Bruxelles richiama l’Italia sull’obbligo di bandiera nazionale nel rimorchio portuale
Per la Commissione Europea l’imposizione del tricolore è ingiustificata dato che il regolamento Ue già consente di applicare leggi nazionali in materia sociale e di lavoro

La Commissione Europea ha avviato procedure di infrazione a carico di Italia, Francia e Spagna per il mancato rispetto degli obblighi previsti dal regolamento Ue sui servizi portuali, in particolare su quanto stabilito in materia di bandiera dei mezzi che effettuano i servizi di rimorchio od ormeggio.

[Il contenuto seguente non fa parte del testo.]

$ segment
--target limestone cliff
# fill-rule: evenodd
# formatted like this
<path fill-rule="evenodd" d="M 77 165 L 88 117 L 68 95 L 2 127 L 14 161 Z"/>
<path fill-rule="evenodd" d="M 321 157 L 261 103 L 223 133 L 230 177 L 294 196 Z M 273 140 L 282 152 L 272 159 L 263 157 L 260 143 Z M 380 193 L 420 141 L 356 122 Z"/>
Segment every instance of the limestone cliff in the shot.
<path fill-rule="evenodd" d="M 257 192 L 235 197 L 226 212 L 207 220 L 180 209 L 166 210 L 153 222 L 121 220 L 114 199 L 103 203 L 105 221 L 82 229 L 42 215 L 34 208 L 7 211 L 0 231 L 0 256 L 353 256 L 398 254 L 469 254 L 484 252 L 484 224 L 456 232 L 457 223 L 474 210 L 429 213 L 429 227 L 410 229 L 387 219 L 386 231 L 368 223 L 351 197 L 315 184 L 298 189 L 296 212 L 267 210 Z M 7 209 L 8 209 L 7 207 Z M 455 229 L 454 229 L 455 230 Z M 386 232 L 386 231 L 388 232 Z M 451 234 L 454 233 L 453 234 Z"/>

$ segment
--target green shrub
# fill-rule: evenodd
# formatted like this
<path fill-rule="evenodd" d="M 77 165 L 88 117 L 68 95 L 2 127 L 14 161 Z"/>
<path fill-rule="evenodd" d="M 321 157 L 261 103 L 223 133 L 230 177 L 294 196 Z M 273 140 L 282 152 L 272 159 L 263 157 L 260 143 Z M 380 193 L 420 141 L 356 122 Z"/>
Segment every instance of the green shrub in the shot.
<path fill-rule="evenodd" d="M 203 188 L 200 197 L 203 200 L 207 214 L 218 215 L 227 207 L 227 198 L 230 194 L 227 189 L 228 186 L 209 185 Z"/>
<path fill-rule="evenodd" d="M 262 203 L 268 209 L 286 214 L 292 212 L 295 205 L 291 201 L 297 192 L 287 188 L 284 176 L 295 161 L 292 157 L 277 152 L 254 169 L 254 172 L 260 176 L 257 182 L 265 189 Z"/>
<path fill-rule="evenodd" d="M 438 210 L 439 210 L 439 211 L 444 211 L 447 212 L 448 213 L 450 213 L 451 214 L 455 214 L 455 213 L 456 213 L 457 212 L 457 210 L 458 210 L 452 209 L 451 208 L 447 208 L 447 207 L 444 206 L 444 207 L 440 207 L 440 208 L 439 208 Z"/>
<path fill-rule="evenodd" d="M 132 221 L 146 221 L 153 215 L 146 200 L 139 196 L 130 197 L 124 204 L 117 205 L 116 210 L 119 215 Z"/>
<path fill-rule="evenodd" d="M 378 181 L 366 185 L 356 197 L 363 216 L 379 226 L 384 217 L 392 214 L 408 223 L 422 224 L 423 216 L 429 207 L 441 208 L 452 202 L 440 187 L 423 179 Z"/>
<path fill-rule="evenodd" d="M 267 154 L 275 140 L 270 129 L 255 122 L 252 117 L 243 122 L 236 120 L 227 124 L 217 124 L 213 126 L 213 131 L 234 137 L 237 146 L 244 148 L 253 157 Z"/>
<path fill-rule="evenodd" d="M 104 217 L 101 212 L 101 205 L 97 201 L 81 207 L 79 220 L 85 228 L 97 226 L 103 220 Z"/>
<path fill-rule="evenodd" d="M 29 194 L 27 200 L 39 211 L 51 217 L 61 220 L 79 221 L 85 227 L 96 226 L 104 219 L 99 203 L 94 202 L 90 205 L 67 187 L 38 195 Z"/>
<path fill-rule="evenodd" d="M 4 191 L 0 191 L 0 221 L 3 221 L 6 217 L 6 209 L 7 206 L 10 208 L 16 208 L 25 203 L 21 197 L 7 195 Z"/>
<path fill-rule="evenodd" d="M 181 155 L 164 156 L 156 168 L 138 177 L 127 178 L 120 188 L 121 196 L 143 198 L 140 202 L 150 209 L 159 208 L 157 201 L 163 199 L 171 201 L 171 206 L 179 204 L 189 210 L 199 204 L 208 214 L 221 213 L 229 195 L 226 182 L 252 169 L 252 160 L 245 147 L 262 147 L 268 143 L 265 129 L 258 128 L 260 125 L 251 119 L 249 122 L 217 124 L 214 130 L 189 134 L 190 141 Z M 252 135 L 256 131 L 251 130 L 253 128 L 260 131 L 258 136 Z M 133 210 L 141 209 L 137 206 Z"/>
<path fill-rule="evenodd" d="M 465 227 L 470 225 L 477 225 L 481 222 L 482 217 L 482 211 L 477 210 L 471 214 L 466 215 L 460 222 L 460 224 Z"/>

Ai paragrafi 3 e 4 dell’articolo 4, il testo (ovvero il regolamento 2017/352/UE) stabilisce infatti che “lo Stato membro che reputi necessario […] imporre un requisito di bandiera alle navi prevalentemente utilizzate per operazioni di rimorchio od ormeggio in porti situati nel suo territorio” deve informare la Commissione della sua decisione prima della pubblicazione del bando di gara o comunque prima di imporre tale requisito.
Come rilevato dalla Commissione, Spagna, Francia e Italia hanno imposto il requisito della bandiera nazionale alle navi che effettuano rimorchio od ormeggio nei propri scali, per il timore che le leggi sociali del proprio paese non sarebbero applicabili in assenza di esso. Ultimo esempio in questo senso, la gara per la concessione del servizio di rimorchio portuale negli scali dello Stretto di Messina, che impone la bandiera italiana per i sette mezzi (cinque di prima e due di seconda linea) richiesti per espletare il servizio e il suo mantenimento per tutta la durata della concessione.
Una interpretazione, evidenzia la Commissione nelle lettere, non corretta “in quanto il regolamento sui servizi portuali conferisce già agli Stati membri il potere di applicare tali leggi nazionali in materia sociale e di lavoro indipendentemente dalla bandiera della nave soggetta a ispezione”. La facoltà di imporre un obbligo di bandiera, del resto, va inteso in relazione alla “bandiera di qualsiasi Stato membro dell’Ue anziché come la bandiera nazionale di un determinato Stato membro”.
Da qui la decisione della Commissione di procedere con l’invio di lettere di costituzione in mora a Spagna, Francia e Italia, che ora avranno 2 mesi di tempo per replicare ai rilievi.